OCD is an anxiety disorder characterized by uncontrollable, unwanted thoughts and repetitive behaviors you feel you have to perform.
Obsessions are uncontrollable thoughts, images, or impulses that occur over and over again in your mind. Unfortunately, these obsessive thoughts are often disturbing and distracting.
Compulsions are behaviors or rituals that you act out again and again. Compulsions are performed in an attempt to make obsessions go away. For example, if you’re afraid of contamination, you might develop elaborate cleaning rituals.
There are different categories of OCD:
- Washers are afraid of contamination. They usually have cleaning or hand-washing compulsions.
- Checkers repeatedly check things that they associate with harm or danger.
- Doubters and sinners are afraid that if everything isn’t perfect or done just right something terrible will happen or they will be punished.
- Counters and arrangers are obsessed with order and symmetry. They may have superstitions about certain numbers, colors, or arrangements.
- Hoarders fear that something bad will happen if they throw anything away. They compulsively hoard things that they don’t need or use.
Signs and symptoms:
- The fear of being contaminated by germs.
- Fear of causing harm to yourself and others.
- Violent thoughts and images.
- Fear of losing things you might need.
- Order and symmetry.
- Double-checking things.
- Counting, tapping or repeating certain words.
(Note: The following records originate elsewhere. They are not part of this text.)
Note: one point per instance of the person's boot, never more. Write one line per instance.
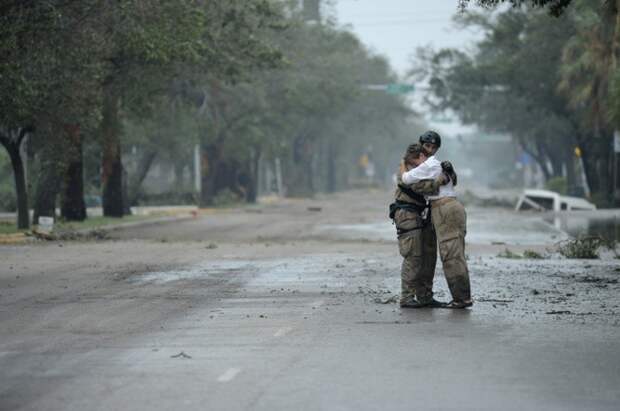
(411, 302)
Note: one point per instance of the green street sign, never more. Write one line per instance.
(396, 88)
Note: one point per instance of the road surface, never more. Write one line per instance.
(287, 306)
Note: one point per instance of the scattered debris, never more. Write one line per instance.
(493, 300)
(597, 280)
(509, 254)
(532, 255)
(386, 300)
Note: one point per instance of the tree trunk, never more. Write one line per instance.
(19, 175)
(571, 177)
(331, 167)
(251, 186)
(211, 158)
(111, 166)
(73, 207)
(146, 161)
(48, 181)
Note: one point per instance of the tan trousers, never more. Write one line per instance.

- Ordering or arranging things.
OCD symptoms in children:
Younger children sometimes have symptoms that look like OCD. However these symptoms can be symptoms of other disorders such as; ADD, Tourette’s or autism. Before any diagnosis is made, a thorough medical and psychological exam is essential.
Treatment for OCD:
The most effective treatment for OCD is often cognitive-behavioral therapy. Antidepressants are sometimes used with therapy, although medication alone is rarely effective in relieving the symptoms of OCD.
Cognitive therapy may involve exposure and response to the source of your obsession. Another part of cognitive therapy is teaching you healthy and effective ways of responding to obsessive thoughts, without resorting to compulsive behavior.
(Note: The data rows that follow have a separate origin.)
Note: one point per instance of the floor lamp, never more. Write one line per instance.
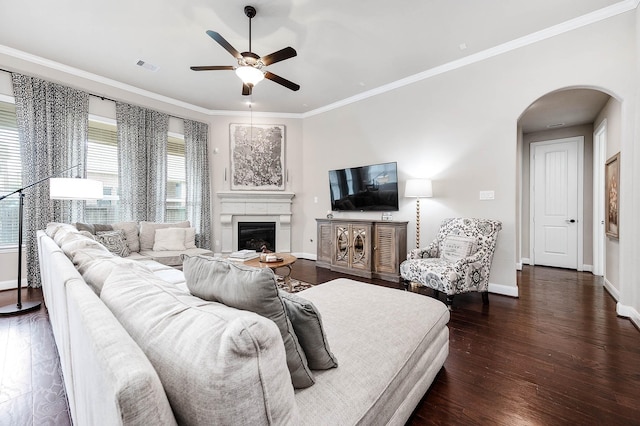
(60, 189)
(418, 188)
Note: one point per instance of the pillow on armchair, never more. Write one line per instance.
(456, 247)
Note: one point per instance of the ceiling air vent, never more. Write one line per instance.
(147, 65)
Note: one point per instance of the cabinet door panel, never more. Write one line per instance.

When you are experiencing OCD urges, try shifting your attention to something else. Take a 15 minute walk or jog or read for 15 minutes to delay your response to the obsessive thought of compulsion.
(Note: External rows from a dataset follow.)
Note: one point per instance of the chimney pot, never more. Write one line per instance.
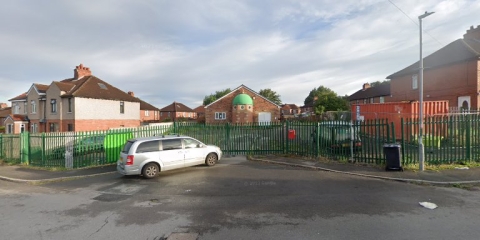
(81, 71)
(365, 86)
(472, 33)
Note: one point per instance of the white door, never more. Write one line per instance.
(464, 103)
(264, 118)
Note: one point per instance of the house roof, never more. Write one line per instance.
(4, 112)
(41, 88)
(371, 92)
(243, 86)
(200, 109)
(290, 106)
(457, 51)
(16, 117)
(22, 96)
(176, 107)
(93, 87)
(242, 99)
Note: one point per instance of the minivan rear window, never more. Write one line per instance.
(150, 146)
(127, 146)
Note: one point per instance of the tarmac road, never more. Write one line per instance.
(236, 199)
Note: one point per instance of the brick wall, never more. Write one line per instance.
(445, 83)
(97, 124)
(225, 105)
(152, 115)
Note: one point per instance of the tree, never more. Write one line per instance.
(324, 99)
(271, 95)
(213, 97)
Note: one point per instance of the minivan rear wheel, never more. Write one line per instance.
(211, 159)
(150, 170)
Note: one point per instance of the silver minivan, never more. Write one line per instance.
(148, 156)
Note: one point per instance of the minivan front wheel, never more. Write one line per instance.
(150, 170)
(211, 159)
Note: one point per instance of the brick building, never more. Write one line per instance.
(81, 103)
(452, 73)
(242, 105)
(369, 94)
(176, 111)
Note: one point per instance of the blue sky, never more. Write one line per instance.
(183, 50)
Try doing yoga or practice deep breathing techniques as these stress relieving methods may help reduce the symptoms of anxiety and OCD.
Eat a balanced diet and get enough sleep as sleep deprivation can cause anxiety which can trigger obsessive-compulsive symptoms.
You are not alone in your struggle with OCD, participating in a support group can enable you to both share your own experiences and learn from others who are facing the same problems. With therapy and the right medication, people with OCD are able to live normal, successful and happy lives.